Sur 75 000 habitants, seuls 12 900 votants se sont déplacés aux urnes en 2008, lors du second tour des municipales. Cette victoire, «  Jacques Salvator n’en a rien fait  », selon le conseiller général PCF, Jean-Jacques Karman, qui dénonce une «  faillite  » de la politique financière de l’actuel maire. «  Il s’est lancé dans une course folle aux 100 000 habitants. Les sociétés immobilières ont fait main basse sur la ville. Les profits vont dans leurs poches, mais le paiement des équipements nécessaires, ce sont les Albertivillariens qui les paient  », fustige cette figure historique d’Aubervilliers, membre de la gauche communiste, dont le père fut maire de la ville jusqu’en 1984. Son soutien zélé aux orientations de la majorité PS aura coûté cher à Jacques Salvador, proche du courant strauss-khanien, qui a choisi d’appliquer, dès septembre dernier, la réforme des rythmes scolaires à Aubervilliers, sans aucun moyen supplémentaire. Tollé chez les enseignants, parents d’élèves et animateurs.

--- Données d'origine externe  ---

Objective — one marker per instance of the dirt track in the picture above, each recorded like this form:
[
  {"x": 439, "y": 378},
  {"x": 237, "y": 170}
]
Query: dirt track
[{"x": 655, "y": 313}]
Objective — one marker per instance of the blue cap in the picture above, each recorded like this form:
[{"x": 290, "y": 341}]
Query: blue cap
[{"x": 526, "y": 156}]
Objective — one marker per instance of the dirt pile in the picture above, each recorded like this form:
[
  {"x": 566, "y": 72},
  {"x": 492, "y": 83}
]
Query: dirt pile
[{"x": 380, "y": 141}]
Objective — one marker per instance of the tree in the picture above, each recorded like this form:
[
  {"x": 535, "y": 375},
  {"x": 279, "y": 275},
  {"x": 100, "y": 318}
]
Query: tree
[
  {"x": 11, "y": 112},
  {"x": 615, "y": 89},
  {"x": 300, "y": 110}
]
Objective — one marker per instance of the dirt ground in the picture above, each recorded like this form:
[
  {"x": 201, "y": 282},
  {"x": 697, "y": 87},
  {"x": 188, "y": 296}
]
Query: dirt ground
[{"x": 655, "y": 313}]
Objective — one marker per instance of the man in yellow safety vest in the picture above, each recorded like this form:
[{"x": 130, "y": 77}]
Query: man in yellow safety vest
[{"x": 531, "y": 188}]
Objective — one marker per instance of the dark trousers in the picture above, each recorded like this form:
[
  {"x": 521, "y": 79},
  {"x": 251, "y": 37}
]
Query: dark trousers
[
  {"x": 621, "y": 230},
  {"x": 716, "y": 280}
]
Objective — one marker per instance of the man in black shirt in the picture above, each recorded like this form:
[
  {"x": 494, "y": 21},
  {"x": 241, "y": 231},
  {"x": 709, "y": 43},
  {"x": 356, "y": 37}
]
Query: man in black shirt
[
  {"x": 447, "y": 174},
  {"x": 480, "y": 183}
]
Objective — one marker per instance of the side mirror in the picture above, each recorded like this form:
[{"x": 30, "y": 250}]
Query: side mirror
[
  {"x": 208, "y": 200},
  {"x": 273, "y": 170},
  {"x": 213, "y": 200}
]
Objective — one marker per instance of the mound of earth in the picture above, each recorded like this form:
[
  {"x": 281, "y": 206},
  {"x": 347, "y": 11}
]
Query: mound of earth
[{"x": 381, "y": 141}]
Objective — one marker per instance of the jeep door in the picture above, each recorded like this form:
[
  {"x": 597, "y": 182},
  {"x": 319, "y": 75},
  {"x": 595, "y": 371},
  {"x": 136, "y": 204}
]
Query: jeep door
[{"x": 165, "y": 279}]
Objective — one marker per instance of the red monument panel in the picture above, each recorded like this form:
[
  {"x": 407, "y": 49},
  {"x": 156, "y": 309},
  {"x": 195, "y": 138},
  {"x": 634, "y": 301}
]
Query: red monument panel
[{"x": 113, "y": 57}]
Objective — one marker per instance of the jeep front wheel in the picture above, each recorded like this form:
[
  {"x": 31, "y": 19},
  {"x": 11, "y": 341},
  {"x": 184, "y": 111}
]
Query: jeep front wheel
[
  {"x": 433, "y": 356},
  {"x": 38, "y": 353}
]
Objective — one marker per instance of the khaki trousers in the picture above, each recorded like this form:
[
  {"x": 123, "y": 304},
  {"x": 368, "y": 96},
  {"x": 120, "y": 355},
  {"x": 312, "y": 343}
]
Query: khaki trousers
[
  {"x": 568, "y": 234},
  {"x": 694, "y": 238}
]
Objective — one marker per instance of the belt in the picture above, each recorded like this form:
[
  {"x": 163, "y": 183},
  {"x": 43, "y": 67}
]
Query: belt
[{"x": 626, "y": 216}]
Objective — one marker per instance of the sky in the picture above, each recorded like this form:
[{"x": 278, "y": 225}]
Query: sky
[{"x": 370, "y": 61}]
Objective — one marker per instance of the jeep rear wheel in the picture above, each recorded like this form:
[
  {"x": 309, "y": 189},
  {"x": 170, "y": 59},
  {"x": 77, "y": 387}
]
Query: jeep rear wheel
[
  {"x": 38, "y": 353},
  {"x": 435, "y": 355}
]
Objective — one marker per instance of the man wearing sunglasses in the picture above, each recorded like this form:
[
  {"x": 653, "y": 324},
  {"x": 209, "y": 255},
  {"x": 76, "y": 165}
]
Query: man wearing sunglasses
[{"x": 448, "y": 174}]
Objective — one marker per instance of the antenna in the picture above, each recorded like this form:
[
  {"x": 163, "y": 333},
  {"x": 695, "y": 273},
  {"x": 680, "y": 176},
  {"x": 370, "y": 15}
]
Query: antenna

« La fiscalité locale a augmenté de 30 % en six ans, quand l’endettement de la ville atteint plus de 50 % sur la même période  », dénonce Pascal Beaudet, inquiet de «  la paupérisation des habitants et des difficultés de la jeunesse  ». «  Je suis persuadé que les maires ont un rôle déterminant à jouer face à la crise économique qui touche de plein fouet les populations les plus fragiles, comme c’est le cas à Aubervilliers  », explique le conseiller général. «  Le 12 décembre, plus de 300 habitants sont venus assister à la soirée de clôture des réunions de quartier  », indique le secrétaire de la section PCF de la ville, Anthony Daguet, qui y voit un signe encourageant pour les municipales de mars.

4 Messages

  • Front de gauche : dispersion des forces Le 30 janvier 2014 à 15:19, par Article de Politis n° 1288 du 30 janvier 2014

    Le 21 janvier 2013, les neuf formations du Front de gauche adoptaient un texte stratégique intitulé Imposer une alternative à l’austérité. Sous-titré « Agir ensemble et développer le Front de gauche », ce document précisait leur analyse commune de la politique du gouvernement, les objectifs de leur alliance dans la période politique inaugurée par l’arrivée de François Hollande à l’Élysée et l’élection d’une majorité PS à l’Assemblée nationale, ainsi que les moyens de les mettre en œuvre. Un an plus tard, c’est en ordre dispersé que le Front de gauche affronte la bataille des municipales, et personne n’imagine que ce scrutin puisse favoriser son développement. Le texte de 2013 annonçait certes « un débat spécifique » sur les élections de 2014 entre les formations signataires ; il en traçait néanmoins « quelques traits ». Jugeant « probable […] que l’année 2014 pose encore plus l’urgence de rompre avec les politiques d’austérité pour répondre aux exigences populaires », les organisations du FG déclaraient à propos des municipales : « Nous voulons faire de cette élection et des prochaines municipalités des points d’appui pour refuser la logique austéritaire du gouvernement, l’asphyxie des collectivités. »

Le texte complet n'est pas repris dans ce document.